The film that was eventually made is unintentionally funny not in its dialogue, but in its quaint references to an era long past. Remember when college guys had to go to nearby women's schools to find dates? Did that freshman posing as a senior really just give her his fraternity pin to pledge his commitment? Only in an oldie can you get that and "Winter Carnival" is an oldie, but it is far from a classic.

The movie gives a rather dull account of one of the College's longest standing traditions. Maybe I'm wrong. Maybe in 1939, this was exactly what people were looking for when they arrived for Carnival. Still, the lackluster depiction of Dartmouth, lumped with too many romantic close-ups and a watery plot, can make your head hurt. I know I still can't figure out how a double-date between the lead characters led to a crying baby and Jill revealing her motherly side in what should be a very youth-oriented film.

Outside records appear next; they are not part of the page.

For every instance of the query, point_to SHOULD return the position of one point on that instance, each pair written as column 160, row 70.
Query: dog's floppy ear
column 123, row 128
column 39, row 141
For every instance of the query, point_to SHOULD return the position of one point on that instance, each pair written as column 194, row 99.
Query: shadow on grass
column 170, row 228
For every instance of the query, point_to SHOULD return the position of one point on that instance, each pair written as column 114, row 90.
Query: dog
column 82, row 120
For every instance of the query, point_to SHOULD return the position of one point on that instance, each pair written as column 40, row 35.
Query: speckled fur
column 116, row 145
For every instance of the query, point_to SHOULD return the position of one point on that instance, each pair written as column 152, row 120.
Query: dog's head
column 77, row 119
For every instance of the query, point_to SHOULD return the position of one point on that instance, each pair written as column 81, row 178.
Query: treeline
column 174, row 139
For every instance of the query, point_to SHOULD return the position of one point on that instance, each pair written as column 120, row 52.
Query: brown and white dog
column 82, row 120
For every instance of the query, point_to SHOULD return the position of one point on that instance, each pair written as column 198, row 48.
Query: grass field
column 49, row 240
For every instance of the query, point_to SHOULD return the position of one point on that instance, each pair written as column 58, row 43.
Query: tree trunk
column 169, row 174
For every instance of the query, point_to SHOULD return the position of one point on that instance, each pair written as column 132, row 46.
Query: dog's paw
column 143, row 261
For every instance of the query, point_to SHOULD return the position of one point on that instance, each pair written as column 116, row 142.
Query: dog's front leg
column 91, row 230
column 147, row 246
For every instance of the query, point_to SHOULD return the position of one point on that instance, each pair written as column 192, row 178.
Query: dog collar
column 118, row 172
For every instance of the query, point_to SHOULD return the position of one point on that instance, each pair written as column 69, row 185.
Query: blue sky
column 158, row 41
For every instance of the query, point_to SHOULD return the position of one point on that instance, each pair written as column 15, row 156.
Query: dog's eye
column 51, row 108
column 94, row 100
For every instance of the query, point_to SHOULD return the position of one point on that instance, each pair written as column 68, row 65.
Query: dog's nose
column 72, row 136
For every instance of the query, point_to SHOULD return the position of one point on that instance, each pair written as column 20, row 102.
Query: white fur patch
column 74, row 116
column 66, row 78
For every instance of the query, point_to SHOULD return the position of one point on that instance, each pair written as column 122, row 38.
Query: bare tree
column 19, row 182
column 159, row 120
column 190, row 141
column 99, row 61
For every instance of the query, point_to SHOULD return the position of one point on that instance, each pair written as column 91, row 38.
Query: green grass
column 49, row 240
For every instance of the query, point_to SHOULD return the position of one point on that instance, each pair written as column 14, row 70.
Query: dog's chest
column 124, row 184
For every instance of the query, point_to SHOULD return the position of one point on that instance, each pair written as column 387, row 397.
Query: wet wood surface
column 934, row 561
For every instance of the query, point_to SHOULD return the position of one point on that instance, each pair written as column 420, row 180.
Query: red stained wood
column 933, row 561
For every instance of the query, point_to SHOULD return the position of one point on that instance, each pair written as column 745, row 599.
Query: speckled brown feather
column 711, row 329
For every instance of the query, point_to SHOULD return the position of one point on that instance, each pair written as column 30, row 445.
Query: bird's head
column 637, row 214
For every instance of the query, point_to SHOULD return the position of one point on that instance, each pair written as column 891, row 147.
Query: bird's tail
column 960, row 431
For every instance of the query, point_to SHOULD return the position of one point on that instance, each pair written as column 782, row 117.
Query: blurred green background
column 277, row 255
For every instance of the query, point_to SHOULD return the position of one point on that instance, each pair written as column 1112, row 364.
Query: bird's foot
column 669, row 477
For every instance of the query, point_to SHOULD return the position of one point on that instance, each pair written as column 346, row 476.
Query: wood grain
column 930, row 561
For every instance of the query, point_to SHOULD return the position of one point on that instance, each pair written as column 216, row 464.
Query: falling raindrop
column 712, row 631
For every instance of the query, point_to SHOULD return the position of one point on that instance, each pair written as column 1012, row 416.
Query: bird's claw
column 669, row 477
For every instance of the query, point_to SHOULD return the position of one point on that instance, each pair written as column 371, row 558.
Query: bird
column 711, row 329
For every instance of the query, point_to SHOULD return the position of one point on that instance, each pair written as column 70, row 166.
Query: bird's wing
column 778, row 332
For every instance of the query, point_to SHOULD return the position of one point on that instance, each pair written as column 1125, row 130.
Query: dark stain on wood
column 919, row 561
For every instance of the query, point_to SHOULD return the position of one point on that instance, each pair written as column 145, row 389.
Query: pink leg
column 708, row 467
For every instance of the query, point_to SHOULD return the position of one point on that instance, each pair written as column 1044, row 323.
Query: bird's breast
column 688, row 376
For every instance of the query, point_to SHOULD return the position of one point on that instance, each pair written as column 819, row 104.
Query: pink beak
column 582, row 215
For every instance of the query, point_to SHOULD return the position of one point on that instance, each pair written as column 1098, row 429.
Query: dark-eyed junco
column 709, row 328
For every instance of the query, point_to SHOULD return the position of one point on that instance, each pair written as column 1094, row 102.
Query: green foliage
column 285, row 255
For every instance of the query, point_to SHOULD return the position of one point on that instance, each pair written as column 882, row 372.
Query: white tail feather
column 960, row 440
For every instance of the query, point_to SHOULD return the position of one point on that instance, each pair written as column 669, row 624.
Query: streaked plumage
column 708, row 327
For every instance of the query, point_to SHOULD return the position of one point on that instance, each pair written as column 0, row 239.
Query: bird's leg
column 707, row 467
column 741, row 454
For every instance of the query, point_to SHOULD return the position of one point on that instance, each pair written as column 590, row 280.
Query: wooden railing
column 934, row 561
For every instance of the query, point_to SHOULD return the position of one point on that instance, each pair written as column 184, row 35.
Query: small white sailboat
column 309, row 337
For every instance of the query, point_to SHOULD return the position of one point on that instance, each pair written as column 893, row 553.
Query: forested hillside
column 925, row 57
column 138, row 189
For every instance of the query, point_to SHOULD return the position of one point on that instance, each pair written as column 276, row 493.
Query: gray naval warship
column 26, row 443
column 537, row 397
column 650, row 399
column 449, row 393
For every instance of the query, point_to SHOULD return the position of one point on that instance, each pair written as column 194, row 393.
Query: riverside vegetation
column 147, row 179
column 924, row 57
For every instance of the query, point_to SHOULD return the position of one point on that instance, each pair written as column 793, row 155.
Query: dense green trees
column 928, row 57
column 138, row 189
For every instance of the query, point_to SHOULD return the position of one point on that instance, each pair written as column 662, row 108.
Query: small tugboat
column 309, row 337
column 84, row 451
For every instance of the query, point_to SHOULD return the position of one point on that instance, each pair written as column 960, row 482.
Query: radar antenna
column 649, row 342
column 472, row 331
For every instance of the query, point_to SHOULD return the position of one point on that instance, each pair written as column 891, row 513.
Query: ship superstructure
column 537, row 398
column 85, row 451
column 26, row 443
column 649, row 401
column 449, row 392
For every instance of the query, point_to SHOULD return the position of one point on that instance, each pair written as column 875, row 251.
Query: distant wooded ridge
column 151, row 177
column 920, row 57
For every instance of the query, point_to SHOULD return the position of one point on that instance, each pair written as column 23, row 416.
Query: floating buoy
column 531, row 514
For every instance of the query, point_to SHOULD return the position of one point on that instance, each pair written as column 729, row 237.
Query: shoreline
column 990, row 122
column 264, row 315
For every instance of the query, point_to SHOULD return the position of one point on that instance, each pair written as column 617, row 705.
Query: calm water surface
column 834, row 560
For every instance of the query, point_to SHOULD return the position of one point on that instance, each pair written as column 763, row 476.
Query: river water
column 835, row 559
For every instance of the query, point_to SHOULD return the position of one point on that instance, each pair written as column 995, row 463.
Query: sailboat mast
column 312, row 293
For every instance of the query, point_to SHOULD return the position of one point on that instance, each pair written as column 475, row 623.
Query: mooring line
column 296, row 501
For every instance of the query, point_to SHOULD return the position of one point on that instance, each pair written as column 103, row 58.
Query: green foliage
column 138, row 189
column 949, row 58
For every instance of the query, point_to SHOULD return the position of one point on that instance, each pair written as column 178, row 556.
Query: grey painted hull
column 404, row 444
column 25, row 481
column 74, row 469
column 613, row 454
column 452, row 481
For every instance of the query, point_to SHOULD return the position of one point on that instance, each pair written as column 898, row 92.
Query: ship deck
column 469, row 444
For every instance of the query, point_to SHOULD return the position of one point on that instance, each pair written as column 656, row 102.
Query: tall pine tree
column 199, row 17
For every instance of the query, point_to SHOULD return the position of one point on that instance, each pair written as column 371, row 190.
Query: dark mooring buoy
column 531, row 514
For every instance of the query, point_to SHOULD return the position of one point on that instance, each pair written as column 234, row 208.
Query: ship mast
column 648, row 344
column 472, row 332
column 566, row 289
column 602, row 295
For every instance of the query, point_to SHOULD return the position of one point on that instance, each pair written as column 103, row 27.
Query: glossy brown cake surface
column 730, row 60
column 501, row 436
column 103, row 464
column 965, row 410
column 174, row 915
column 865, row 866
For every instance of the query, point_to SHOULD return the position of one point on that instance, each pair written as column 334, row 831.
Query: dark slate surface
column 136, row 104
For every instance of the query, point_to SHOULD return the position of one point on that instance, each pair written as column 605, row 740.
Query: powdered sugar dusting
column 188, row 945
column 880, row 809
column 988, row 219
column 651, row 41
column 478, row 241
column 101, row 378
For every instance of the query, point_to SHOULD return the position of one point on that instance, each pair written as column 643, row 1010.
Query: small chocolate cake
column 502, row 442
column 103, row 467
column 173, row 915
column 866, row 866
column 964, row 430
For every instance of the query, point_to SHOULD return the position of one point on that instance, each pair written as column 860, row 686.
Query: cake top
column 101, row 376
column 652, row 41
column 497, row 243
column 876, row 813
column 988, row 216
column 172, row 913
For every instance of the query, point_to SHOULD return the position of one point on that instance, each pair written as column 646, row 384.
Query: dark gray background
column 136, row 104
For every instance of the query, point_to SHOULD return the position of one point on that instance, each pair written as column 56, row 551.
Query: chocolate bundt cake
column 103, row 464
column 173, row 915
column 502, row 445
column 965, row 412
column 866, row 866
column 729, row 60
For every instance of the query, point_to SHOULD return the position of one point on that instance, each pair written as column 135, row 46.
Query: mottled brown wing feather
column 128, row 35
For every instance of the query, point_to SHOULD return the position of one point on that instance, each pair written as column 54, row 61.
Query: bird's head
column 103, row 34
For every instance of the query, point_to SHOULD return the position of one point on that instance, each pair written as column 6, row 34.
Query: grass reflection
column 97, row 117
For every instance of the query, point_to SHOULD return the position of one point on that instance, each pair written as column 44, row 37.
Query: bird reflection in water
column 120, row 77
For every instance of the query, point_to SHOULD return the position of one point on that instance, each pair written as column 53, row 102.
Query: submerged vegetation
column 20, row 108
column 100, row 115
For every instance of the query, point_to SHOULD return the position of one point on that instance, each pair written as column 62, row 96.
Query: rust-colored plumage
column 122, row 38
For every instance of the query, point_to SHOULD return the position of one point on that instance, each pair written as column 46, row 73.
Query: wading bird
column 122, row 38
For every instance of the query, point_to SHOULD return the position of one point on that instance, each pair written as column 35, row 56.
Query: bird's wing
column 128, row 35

The fact that the film doesn't really seem to know what to do with itself seriously weakens its intent, if we even know what that intent was. Were the filmmakers trying to show their love for this school? Or is it just a showcase of winter events geared toward people outside the Dartmouth community? Along with a flimsy subplot revolving around Jill's younger sister who appears to be following in her sibling's questionable footsteps "Winter Carnival" tries unsuccessfully to invoke some element of seriousness, demonstrated when Professor Weldon asks Jill, "When are you going to wake up and find out it's not Winter Carnival every day?"

It's a solid question. At least for us, I think we've come to terms with the fact that our Winter Carnival undertakings are fleeting and we won't be wasting our time like the dull characters of this even duller movie.